Scown had puncture wounds on his right arm. Fortunately, he had been wearing thick layers.

Hebert built a fire while Scown kept watch with his rifle in hand.

They gathered their belongings and trekked five kilometres back to their truck.

Every few hundred yards, they turned around to make sure they weren't being followed.

They didn't stop.

They reached the hospital in Cranbrook at about 3 a.m. and got bandaged up.

Predatory behaviour

Jacques Drisdelle, a B.C.-based bear safety expert, told ctvbc.ca Saturday that bear attacks on people in tents are rare.

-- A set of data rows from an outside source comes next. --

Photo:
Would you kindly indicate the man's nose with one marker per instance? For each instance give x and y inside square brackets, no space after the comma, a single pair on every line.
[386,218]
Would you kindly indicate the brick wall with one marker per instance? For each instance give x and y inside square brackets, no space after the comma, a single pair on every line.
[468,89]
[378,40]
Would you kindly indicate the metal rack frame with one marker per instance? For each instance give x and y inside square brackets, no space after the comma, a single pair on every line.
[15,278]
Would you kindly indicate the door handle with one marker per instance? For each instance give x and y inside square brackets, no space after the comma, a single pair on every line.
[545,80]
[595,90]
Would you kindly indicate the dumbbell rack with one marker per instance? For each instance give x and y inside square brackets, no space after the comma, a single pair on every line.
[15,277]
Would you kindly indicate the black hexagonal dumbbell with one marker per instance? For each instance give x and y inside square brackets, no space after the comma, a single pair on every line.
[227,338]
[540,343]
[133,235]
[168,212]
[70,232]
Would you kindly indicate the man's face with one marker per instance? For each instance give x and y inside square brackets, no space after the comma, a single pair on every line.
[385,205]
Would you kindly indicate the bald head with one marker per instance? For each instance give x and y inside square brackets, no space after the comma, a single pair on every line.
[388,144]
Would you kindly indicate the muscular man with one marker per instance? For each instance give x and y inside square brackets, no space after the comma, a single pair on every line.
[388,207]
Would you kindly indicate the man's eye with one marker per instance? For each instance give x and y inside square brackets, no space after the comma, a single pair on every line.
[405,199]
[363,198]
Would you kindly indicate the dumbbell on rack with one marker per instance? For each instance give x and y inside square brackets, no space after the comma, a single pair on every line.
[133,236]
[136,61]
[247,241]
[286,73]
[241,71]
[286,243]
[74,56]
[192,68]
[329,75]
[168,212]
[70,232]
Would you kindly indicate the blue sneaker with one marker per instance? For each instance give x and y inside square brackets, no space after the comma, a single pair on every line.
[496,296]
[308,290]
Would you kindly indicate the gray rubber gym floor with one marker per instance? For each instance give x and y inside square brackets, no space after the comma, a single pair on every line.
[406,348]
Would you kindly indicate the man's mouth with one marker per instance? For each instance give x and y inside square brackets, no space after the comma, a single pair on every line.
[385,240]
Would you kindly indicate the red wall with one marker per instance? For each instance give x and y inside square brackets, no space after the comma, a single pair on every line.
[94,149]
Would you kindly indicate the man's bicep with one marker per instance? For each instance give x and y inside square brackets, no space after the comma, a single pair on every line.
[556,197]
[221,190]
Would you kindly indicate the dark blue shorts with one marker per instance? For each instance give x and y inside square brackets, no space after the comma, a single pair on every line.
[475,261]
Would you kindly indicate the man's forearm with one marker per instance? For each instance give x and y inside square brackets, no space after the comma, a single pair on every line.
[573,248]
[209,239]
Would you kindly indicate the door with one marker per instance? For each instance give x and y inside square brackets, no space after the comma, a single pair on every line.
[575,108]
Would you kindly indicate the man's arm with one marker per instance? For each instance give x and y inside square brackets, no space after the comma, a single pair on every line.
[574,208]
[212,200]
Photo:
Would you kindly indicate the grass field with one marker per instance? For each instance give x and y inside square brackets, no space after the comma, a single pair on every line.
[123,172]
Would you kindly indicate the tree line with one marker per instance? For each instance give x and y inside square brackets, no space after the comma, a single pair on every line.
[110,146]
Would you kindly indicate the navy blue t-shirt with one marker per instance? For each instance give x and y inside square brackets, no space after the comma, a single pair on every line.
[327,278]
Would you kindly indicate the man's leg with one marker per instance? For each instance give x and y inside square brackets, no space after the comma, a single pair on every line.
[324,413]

"Anybody being attacked in a tent -- that's predatory bear behaviour," he said. "It means the bear was hunting those two individuals with the intent of killing and eating them."

Drisdelle said this is the time of the year when bears are accumulating fat for the winter. He said he would not be surprised if the men did, indeed, encounter a sow and cub.

"It's teaching its young how to hunt," he said.

Drisdelle offered these tips for campers:

Don't place food in your tent.

Don't wear the same clothes that you cooked in.

Avoid bright-coloured tents; bears can be attracted to colours.

Stow bear spray in the tent.

When Hebert got home, his adrenalin was still pumping.

He went to his computer and recounted the story -- pictures and all -- on a hunting website.

"I consider us two VERY VERY lucky fellas," he wrote.

Hebert and Scown -- who go by the nicknames Brambles and Rattler -- say they'll probably head back out into the woods in the next few days.